Importing Doctors: Are we creating a foreign brain-drain?

Picture of Kellie  Schmitt

Read why the United States imports so many foreign doctors. California fellow Kellie Schmitt completed a multi-piece series on the United States' reliance on foreign-doctors. 

Part One: More than half of Kern physicians were foreign-schooled

Part Two: Are we creating a foreign brain-drain

Part Three: Pace of foreign-physician influx may slow

Part Four: KMC's multimillion dollar deal with Caribbean school marks part of controversial trend

Part Five: Concerns about the quality of Caribbean schools persist

Part Six: Many American students turn to Caribbean medical schools

Dr. Irene is from Nigeria, one of the many foreign-trained doctors practicing in Kern County.
Are we creating a foreign brain-drain?
The Bakersfield Californian
Friday, June 29, 2012
Dr. Sunday Irene examines Israel Garcia at Clinica Sierra Vista.

 An article in the peer-reviewed journal Human Resources for Health found that more than 5,000 doctors from sub-Saharan Africa practice in the United States. That migration has had "a significant negative" effect on the ratios of doctors to population in Africa.

About 86 percent of the Africans practicing in the U.S. come from Ghana, South Africa and Nigeria, according to the study.

In Kern County, about 40 physicians come from Africa, with about 15 from sub-Saharan countries.

One of those physicians is Dr. Sunday Irene, who grew up and attended medical school in Nigeria. Irene was drawn to the United States and its high level of medical expertise.

When Irene was a high school student in Southern Nigeria, the country experienced a doctor shortage and had to import foreign-trained professionals from Cuba or India. But by the time he finished medical school in the mid-1990s, his country had enough of its own doctors and Irene was hungry for more opportunity.
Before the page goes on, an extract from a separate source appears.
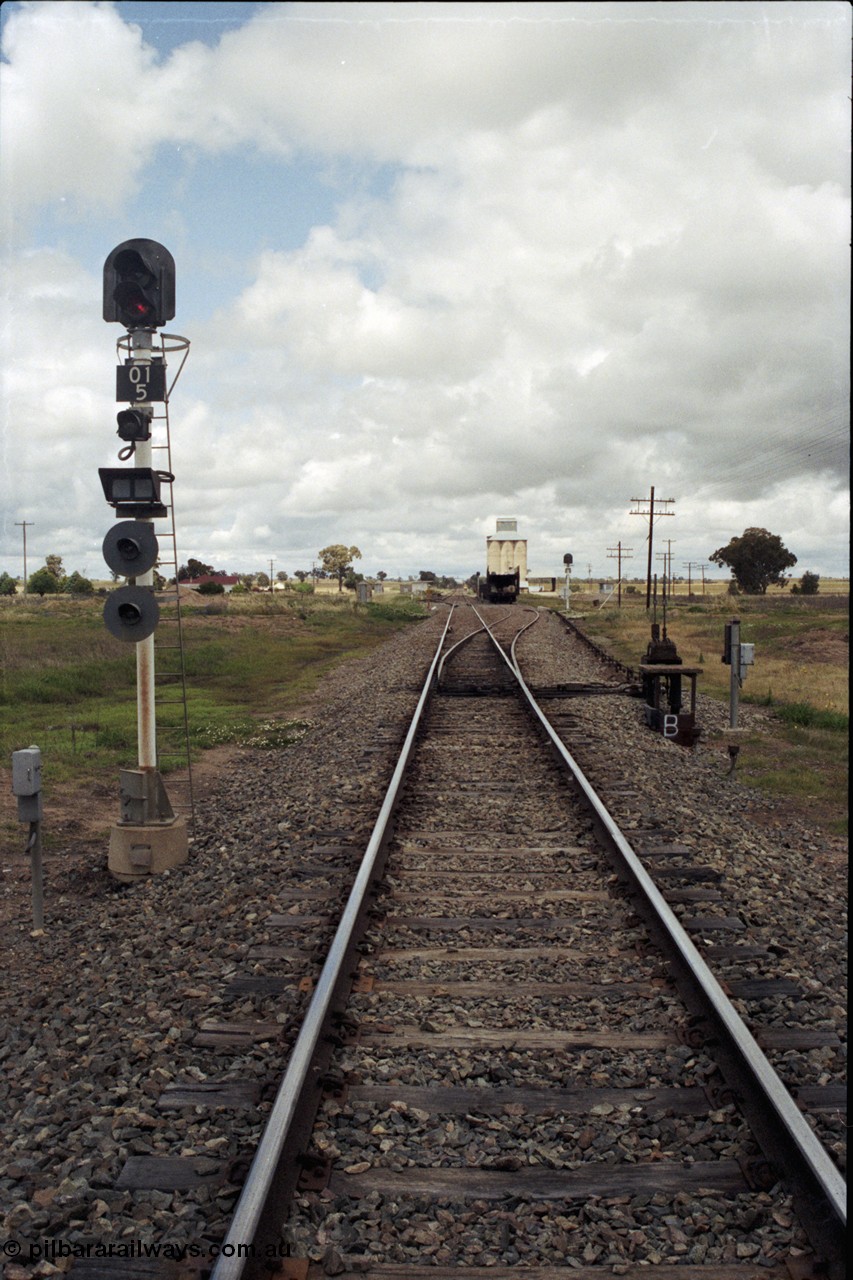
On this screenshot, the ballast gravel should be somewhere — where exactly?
[0,611,847,1280]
While Irene agrees there is a shortage of doctors in sub-Saharan Africa, he says it's more of a distribution problem. Big cities like Lagos have a plentiful physician workforce, but it's almost impossible to practice medicine in areas lacking electricity and water.

"If the doctors who left the shores of Africa did not do so, there would be no place for all of them to practice," he said.
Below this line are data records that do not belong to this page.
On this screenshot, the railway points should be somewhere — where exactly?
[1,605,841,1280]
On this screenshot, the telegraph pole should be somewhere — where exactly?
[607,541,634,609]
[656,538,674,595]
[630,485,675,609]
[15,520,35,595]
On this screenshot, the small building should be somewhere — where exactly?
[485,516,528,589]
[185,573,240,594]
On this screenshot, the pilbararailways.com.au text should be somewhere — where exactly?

Irene said he may retire back in Africa, but, until then, he's happy to embrace life in Kern County.

"When you're coming from Africa, Kern County is a very developed place," he said.

Jose Ramon Fernandez-Pena, director of the Welcome Back initiative, which helps integrate foreign-trained health professionals already in the United States, said American facilities should avoid actively recruiting those individuals in their home countries. If foreign doctors choose to apply for a U.S. slot, it's their free will.
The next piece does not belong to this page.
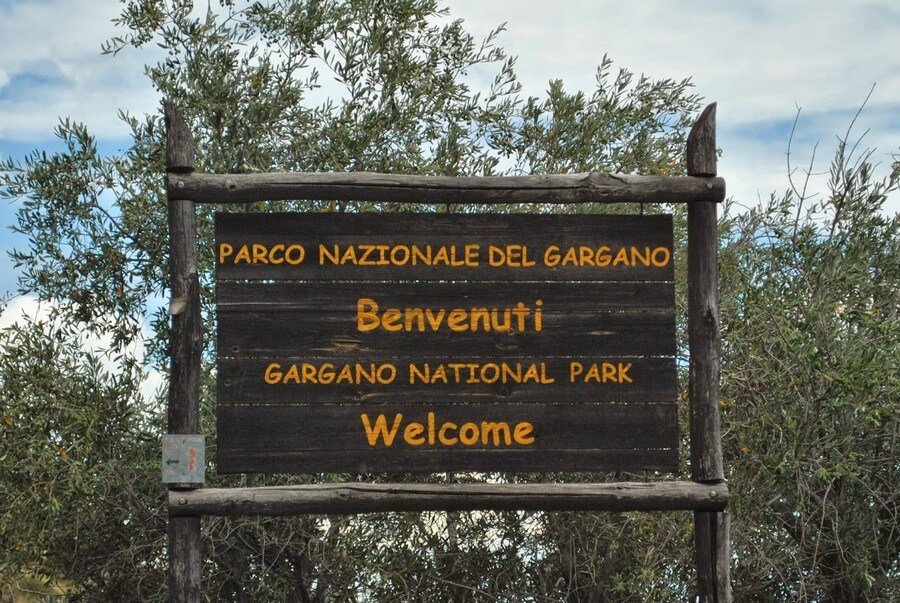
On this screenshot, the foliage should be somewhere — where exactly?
[721,121,900,601]
[0,0,698,601]
[8,0,900,601]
"It's up to their conscience to tell if they betrayed their country," he said. "Did they have an obligation to stay in their country?"

That question does weigh on some of Kern's foreign doctors. Many interviewed for this series said they often think about their home countries, the families they left behind and the impact they could have had on their own underserved regions.

But, like Irene, foreign-trained doctors say the move to Kern County has ultimately been a satisfying end to a long journey.